In areas where no public or private nurseries were available, Hamas’ establishment of nurseries allowed women to be able to leave home and go to work, something that was not possible for them previously.

Jamila Shanti, elected to the Palestinian Parliament on the Hamas ticket, is a university professor at the Islamic University.  She stated that the first priority of femal legislators will be to challenge gender discrimination: "We are going to show that women are not secondary, they are equal to men. Discrimination is not from Islam, it is from tradition. It may not be easy. Men may not agree."

Islah Jad, a lecturer in women’s studies at Birzeit University, says the party is at odds with itself over women’s rights. "In 1999, they admitted for the first time that women are oppressed and they have a cause. The second step is to attempt to formulate a kind of vision but it’s very unstable. When family law was discussed they approved some reforms: that the age of marriage was 18 and that a woman can put any condition she wants in the marriage contract," she said.

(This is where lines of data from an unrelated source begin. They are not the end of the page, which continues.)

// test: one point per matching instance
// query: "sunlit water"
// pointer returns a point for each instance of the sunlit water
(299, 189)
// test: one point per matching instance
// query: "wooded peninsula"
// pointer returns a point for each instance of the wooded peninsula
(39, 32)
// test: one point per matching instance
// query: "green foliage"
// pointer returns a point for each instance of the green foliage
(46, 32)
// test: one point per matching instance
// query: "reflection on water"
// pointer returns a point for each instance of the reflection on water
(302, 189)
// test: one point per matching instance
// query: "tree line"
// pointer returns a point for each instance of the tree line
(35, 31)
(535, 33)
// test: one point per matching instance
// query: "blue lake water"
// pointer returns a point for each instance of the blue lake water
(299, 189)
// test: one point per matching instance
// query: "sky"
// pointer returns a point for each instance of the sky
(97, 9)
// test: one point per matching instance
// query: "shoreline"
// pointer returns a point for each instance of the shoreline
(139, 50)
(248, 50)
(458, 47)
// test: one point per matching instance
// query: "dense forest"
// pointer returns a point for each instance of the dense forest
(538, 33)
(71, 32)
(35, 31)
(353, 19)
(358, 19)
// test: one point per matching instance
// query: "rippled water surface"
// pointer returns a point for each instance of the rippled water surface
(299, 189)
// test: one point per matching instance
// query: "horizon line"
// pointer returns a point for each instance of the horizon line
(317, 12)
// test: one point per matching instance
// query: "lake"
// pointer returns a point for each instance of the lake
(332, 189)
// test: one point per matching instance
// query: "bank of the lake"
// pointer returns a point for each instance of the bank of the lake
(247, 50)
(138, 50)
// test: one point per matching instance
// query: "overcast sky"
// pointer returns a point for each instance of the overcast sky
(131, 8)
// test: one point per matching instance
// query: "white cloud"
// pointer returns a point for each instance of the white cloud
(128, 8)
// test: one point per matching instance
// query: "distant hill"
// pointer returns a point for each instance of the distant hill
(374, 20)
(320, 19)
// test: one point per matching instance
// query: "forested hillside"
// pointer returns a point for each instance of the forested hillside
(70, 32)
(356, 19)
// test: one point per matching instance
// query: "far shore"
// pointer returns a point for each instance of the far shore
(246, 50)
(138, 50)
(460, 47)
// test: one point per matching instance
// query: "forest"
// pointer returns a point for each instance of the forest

The Hamas charter states, regarding women:
"Woman in the home of the fighting family, whether she is a mother or a sister, plays the most important role in looking after the family, rearing the children and embuing them with moral values and thoughts derived from Islam. She has to teach them to perform the religious duties in preparation for the role of fighting awaiting them. That is why it is necessary to pay great attention to schools and the curriculum followed in educating Moslem girls, so that they would grow up to be good mothers, aware of their role in the battle for liberation."